We are currently at 1 degree Celsius in terms of global warming. Marine species in Maine are moving north to higher latitudes. Elsewhere, we have ever-more-ferocious storms, fires and droughts.

An additional rise of 0.5 C, taking us to 1.5 C, will exacerbate ice sheet instability in Antarctica and Greenland. Current rates of greenhouse-gas emissions will bring us to 1.5 C by 2030; this is just 11 years away. Between 1.5 C and 2 C, “feedback loops” – complex interactions that reinforce climate change processes – will make ice melt increasingly irreversible. This is when things start to spiral out of control.

We will see ever-more-severe flooding of low-lying coastal areas. Over time, significant parts of cities such as Miami and New York will become uninhabitable. Around the world, hundreds of millions of people will be displaced. Almost all coral reefs will die.

To stop the global warming juggernaut we will have to implement rapid and far-reaching changes throughout the economy. We can do this. We did it when gearing up to fight Japan and Germany in the Second World War. We need a plan of action. The Green New Deal is an emerging blueprint. If not the Green New Deal, then we need a similarly bold and ambitious alternative.
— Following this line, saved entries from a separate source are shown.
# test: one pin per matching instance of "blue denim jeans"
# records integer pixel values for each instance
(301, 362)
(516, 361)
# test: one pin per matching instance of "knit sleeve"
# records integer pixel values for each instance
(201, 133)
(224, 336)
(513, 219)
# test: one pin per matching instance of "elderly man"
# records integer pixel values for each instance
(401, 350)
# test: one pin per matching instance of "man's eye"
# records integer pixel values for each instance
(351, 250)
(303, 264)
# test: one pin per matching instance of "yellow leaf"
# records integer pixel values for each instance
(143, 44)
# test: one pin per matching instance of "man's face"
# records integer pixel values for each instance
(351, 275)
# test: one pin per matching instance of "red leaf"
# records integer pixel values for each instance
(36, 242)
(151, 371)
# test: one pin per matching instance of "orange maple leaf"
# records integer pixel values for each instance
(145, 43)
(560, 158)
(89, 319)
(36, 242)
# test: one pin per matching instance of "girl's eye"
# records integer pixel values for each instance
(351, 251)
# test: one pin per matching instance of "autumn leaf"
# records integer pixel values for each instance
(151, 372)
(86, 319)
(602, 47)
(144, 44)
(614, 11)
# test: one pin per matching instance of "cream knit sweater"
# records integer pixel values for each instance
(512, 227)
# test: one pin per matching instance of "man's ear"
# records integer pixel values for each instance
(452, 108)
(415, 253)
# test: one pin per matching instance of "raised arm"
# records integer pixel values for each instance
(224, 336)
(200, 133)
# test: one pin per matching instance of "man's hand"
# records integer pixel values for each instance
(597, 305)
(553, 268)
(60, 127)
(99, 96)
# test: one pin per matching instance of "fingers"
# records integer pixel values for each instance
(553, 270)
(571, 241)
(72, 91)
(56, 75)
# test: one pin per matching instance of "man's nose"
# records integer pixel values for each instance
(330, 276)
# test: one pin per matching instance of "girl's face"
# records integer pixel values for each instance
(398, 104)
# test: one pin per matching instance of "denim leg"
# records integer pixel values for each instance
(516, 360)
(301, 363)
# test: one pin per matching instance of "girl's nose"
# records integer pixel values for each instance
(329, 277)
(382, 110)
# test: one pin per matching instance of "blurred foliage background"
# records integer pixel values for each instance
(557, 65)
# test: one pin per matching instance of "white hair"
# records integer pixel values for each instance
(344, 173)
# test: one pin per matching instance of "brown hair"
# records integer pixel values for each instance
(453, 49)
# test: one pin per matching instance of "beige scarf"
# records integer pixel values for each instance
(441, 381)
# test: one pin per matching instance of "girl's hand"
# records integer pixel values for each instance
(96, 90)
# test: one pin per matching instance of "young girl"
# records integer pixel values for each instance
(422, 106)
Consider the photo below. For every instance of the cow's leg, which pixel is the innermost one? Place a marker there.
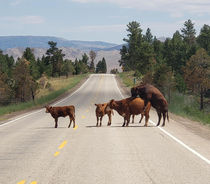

What we cannot afford is a continuing refusal on the part of our politicians to acknowledge the necessity to take action.

We should demand that all our local representatives endorse Maine’s own Green New Deal, or come up with a viable alternative. In 2020, we should elect to the House and Senate only candidates who support a national plan bold enough to halt the rise in global warming.

We have no choice. There is no Plan B. We can do this, but we have to begin to act now.